Die Häufigkeit alkoholbedingter Leberschäden ist nicht verwunderlich, denn der Konsum von Alkohol ist weit verbreitet. Interessanterweise hat auf dem europäischen Kontinent in Ländern wie Frankreich, Spanien und Deutschland, in denen traditionell viel Alkohol getrunken wurde, der Alkoholkonsum in den letzten Jahrzehnten konstant abgenommen. Im gleichen Zeitraum wurde in Ländern wie Luxemburg, Irland, Grossbritannien und Finnland eine deutliche Zunahme des Alkoholkonsums verzeichnet.

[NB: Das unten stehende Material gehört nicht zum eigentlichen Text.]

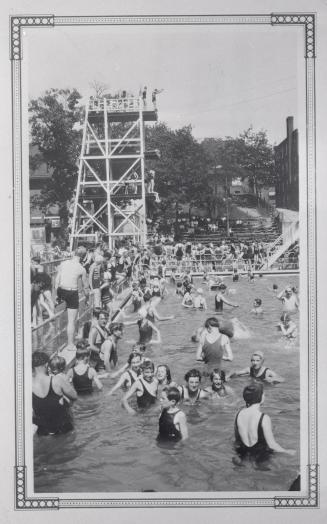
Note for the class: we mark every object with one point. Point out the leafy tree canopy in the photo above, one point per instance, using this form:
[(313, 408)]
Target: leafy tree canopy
[(52, 120)]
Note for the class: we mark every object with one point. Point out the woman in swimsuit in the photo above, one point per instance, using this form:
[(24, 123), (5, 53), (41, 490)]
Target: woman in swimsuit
[(253, 432), (257, 370), (213, 346), (192, 391), (99, 331), (145, 387), (220, 299), (130, 375), (172, 421), (51, 414), (218, 386)]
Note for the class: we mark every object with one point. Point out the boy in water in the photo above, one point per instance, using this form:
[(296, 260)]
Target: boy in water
[(82, 375), (145, 388), (257, 370), (287, 326), (257, 306), (172, 421)]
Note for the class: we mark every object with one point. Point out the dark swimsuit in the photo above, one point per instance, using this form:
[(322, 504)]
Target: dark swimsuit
[(82, 383), (262, 376), (259, 450), (145, 332), (146, 399), (167, 428), (219, 305), (51, 417), (191, 399)]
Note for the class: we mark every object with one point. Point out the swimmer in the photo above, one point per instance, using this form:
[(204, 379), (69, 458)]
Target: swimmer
[(199, 301), (57, 366), (179, 289), (82, 375), (289, 299), (108, 353), (130, 375), (137, 296), (220, 299), (250, 275), (213, 345), (253, 431), (172, 421), (145, 388), (287, 326), (218, 386), (187, 300), (215, 283), (257, 370), (274, 289), (257, 306), (192, 391)]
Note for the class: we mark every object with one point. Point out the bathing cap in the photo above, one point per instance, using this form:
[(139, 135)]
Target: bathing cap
[(252, 394), (258, 354)]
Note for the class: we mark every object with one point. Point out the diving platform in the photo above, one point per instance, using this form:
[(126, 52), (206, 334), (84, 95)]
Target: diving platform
[(121, 109), (114, 192)]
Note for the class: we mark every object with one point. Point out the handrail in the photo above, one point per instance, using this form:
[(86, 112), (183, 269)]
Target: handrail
[(115, 104)]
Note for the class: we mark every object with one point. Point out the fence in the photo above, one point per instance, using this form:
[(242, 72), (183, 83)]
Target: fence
[(210, 263)]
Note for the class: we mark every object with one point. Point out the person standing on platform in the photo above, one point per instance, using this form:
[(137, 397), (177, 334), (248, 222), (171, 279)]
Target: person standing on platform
[(70, 274), (155, 92)]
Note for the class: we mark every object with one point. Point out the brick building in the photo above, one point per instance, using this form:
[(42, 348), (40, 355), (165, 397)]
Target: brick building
[(287, 169)]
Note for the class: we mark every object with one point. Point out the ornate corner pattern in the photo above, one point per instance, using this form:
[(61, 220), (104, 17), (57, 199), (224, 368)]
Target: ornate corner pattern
[(309, 22), (16, 23), (30, 503), (311, 501)]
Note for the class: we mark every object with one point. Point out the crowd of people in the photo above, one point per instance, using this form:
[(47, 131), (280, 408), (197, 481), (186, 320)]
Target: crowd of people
[(143, 383)]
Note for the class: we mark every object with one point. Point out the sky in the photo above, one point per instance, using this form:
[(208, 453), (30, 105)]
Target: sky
[(220, 79)]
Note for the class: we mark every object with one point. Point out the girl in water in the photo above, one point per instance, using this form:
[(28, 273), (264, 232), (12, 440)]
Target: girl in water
[(145, 388), (192, 392), (130, 375), (254, 438), (218, 386), (213, 346), (172, 421), (220, 299), (287, 327)]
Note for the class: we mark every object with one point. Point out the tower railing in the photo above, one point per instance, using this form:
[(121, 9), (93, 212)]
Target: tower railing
[(113, 105)]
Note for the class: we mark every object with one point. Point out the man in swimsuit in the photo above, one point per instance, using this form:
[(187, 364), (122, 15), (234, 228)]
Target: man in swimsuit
[(220, 299), (257, 370), (146, 388), (253, 432), (172, 421), (108, 352), (51, 414), (192, 391), (289, 300), (130, 375), (213, 346), (82, 375), (70, 274)]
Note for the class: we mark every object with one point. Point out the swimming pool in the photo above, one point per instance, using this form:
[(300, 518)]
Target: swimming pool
[(110, 451)]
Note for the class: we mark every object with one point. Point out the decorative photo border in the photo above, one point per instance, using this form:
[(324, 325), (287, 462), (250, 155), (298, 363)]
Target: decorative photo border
[(19, 23)]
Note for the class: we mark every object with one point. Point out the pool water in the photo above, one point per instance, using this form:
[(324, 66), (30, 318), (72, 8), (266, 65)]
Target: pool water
[(112, 451)]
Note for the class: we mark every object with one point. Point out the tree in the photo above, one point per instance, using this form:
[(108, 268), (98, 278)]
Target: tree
[(255, 157), (222, 158), (52, 120), (181, 169)]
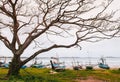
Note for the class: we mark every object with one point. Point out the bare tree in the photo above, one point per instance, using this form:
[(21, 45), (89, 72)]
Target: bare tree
[(32, 21)]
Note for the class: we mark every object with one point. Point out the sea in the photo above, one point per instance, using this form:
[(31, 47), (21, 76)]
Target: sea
[(113, 62)]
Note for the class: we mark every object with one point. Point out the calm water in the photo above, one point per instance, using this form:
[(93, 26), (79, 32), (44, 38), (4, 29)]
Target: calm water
[(70, 61)]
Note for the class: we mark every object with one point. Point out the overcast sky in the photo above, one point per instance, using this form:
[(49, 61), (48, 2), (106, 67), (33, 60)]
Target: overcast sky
[(109, 47)]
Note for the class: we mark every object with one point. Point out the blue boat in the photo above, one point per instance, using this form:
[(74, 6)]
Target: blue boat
[(103, 64)]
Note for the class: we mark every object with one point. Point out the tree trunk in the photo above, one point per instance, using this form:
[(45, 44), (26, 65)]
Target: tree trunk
[(14, 67)]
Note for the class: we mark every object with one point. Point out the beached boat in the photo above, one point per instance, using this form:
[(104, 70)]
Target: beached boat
[(103, 64), (38, 66)]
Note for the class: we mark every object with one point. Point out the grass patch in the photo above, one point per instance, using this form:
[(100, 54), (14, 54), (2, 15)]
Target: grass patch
[(43, 75)]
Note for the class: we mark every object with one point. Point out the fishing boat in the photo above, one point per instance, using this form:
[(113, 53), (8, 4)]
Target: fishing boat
[(103, 64)]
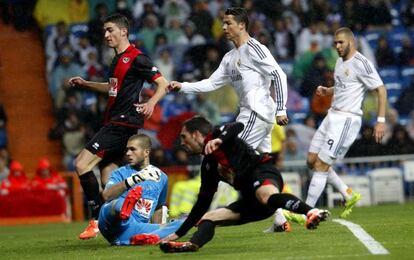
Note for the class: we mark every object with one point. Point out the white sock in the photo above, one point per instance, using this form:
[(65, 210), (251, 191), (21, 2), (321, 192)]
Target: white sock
[(335, 181), (316, 187), (279, 217)]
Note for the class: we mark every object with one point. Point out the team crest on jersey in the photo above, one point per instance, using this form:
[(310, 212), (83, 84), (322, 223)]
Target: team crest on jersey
[(347, 72), (144, 207), (113, 84)]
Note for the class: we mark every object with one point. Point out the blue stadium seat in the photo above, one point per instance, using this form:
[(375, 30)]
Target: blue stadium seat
[(394, 90)]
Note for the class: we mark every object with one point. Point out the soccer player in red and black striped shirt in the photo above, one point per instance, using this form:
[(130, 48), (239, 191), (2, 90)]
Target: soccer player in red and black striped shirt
[(123, 115), (230, 159)]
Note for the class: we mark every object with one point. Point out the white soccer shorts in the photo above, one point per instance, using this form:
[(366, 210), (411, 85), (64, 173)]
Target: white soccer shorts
[(256, 132), (335, 135)]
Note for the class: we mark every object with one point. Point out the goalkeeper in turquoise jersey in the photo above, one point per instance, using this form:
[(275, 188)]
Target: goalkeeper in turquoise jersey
[(135, 195)]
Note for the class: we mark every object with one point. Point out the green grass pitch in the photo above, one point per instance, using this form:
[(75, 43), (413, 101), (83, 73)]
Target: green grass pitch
[(390, 225)]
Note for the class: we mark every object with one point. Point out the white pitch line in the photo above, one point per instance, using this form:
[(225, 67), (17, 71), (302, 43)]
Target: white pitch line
[(369, 242)]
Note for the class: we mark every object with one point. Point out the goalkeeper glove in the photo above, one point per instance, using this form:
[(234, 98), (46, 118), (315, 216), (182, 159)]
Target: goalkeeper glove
[(146, 174)]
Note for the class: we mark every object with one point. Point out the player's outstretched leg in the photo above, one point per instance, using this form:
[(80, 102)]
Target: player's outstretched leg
[(144, 239), (280, 223), (178, 247), (129, 203), (349, 204), (315, 216)]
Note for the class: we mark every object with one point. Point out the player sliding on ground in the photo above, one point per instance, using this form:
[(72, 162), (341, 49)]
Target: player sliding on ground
[(228, 158)]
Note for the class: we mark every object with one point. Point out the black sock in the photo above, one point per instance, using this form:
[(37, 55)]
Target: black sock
[(91, 189), (289, 202), (204, 233)]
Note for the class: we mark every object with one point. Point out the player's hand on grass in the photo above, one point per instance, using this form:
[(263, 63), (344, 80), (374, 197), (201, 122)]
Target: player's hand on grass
[(282, 120), (170, 237), (212, 145), (174, 86), (379, 131), (76, 82)]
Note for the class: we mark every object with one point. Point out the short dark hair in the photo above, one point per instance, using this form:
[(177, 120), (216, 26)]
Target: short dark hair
[(240, 15), (198, 123), (120, 20), (346, 31), (144, 139)]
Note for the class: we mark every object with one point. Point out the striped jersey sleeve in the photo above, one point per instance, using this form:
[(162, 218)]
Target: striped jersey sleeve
[(368, 74), (264, 62)]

Das Risiko für eine «alcoholic liver disease», ALD, nimmt mit der Häufigkeit und der Menge des Alkoholkonsums zu.1 Die von der World Health Organization (WHO) empfohlenen Grenzwerte liegen bei 30g Alkohol/Tag für Männer und 20g Alkohol/ Tag für Frauen. Dabei handelt es sich um keine absoluten Grenzwerte. «Manche Personen vertragen deutlich mehr Alkohol, andere weisen trotz Einhaltung der Grenzwerte Leberschäden auf», sagte Prof. Dr. med. Felix Stickel, Klinik Beau-Site, Hirslanden Bern, am Update Refresher Allgemeine Innere Medizin in Zürich. Neben der Einhaltung der empfohlenen Grenzwerte empfiehlt die WHO, nicht an mehreren Tagen hintereinander Alkohol zu konsumieren, sondern dazwischen Pausen einzuhalten.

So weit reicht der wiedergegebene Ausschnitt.